Unisearch - Judicial attitudes towards expert evidence

By Dr Kristy Martire
PhD in Forensic Psychology UNSW, Master of Psychology (Forensic) UNSW, BA (hons)
Senior Lecturer, School of Psychology, University of New South Wales


In 1999, on behalf of the Australian Institute of Judicial Administration, Dr Ian Freckelton, Dr Prasuna Reddy and Hugh Selby published Australian judicial perspectives on expert evidence: An empirical study. It was the first study to comprehensively survey the views of the Australian judiciary about expert evidence, however, the findings can no longer be considered current.

Judicial attitudes toward expert evidence was commissioned by Unisearch Expert Opinion Services to provide an up-to-date review of existing Australian and international empirical research examining judges’ perspectives towards expert evidence.

Only Australian studies published after 1999, and international studies published after 2010, have been reviewed in the report.

Executive summary

An extensive literature search found only two Australian studies conducted after 1999, and six international studies conducted after 2010.

International research came from the USA, Canada, Finland and Norway.

The review focuses on two key topics:

• factors that impress judges in the presentation of expert evidence, and
• factors that judges perceive to be problematic with expert evidence.

Factors that impress judges

Six papers examined judges’ perceptions of the impressive, persuasive or important elements of expert evidence.

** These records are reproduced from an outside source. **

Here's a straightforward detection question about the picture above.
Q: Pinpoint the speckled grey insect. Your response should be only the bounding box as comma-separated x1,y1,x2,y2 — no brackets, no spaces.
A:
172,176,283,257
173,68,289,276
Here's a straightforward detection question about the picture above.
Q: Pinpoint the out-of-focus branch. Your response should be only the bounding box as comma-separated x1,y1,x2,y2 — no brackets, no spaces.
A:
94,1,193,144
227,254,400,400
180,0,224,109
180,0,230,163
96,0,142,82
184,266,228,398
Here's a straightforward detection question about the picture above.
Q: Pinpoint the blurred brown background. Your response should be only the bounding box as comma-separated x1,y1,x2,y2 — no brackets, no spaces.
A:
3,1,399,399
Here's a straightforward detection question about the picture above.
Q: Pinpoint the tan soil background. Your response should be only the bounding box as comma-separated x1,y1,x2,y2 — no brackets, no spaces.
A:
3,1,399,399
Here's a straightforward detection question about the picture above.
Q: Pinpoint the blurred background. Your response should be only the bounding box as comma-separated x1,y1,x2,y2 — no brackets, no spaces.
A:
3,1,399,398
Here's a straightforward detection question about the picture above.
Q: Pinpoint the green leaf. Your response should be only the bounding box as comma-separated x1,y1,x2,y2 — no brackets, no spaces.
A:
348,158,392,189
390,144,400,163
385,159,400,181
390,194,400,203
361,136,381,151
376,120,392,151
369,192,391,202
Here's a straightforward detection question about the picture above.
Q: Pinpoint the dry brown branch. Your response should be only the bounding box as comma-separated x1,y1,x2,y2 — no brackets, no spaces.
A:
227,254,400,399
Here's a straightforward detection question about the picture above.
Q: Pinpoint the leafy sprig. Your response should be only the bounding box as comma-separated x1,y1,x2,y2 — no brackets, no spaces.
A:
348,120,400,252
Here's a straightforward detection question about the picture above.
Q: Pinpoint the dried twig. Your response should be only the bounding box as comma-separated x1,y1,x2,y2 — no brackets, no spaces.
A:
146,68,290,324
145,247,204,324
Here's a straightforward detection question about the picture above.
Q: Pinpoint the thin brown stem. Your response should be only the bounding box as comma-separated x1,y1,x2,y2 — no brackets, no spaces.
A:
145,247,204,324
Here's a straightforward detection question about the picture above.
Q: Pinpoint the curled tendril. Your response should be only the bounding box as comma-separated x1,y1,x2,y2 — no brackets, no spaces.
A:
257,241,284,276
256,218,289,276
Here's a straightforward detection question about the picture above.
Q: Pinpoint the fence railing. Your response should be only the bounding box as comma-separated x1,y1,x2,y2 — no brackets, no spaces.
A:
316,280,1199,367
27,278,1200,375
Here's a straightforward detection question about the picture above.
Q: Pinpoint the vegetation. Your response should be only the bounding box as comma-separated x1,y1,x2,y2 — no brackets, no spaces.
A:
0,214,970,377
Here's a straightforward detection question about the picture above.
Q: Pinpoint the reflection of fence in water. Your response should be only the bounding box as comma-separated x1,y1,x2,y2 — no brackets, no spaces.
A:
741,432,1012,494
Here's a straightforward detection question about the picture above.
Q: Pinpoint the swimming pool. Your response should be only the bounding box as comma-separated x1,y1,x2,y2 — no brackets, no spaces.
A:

In ranking order, the three factors that ranked highly on those dimensions were:

• the expert’s experience in the relevant field;
• good communication and clarity of explanation; and
• the usefulness and reliability of the testimony.

While there was considerable agreement in the perceptions of most elements of expert evidence across studies, there were some inconsistent results. Views on the expert’s academic qualifications; their experience as an expert witness; having publications in the relevant field; and whether the expert’s research was peer-reviewed were reported as impressive in some studies and unimpressive in others.

Factors judges perceive to be problematic

Four papers examined judges’ concerns about expert evidence. In ranking order, the two factors ranked most concerning were:

• biased expert practices (for example, in data gathering) and opinions; and
• poor cross-examination of experts and their evidence by counsel.

Other concerns that arose across multiple papers included use of complex language; poor communication abilities; and experts lacking the necessary qualifications or experience, and hence exceeding their expertise.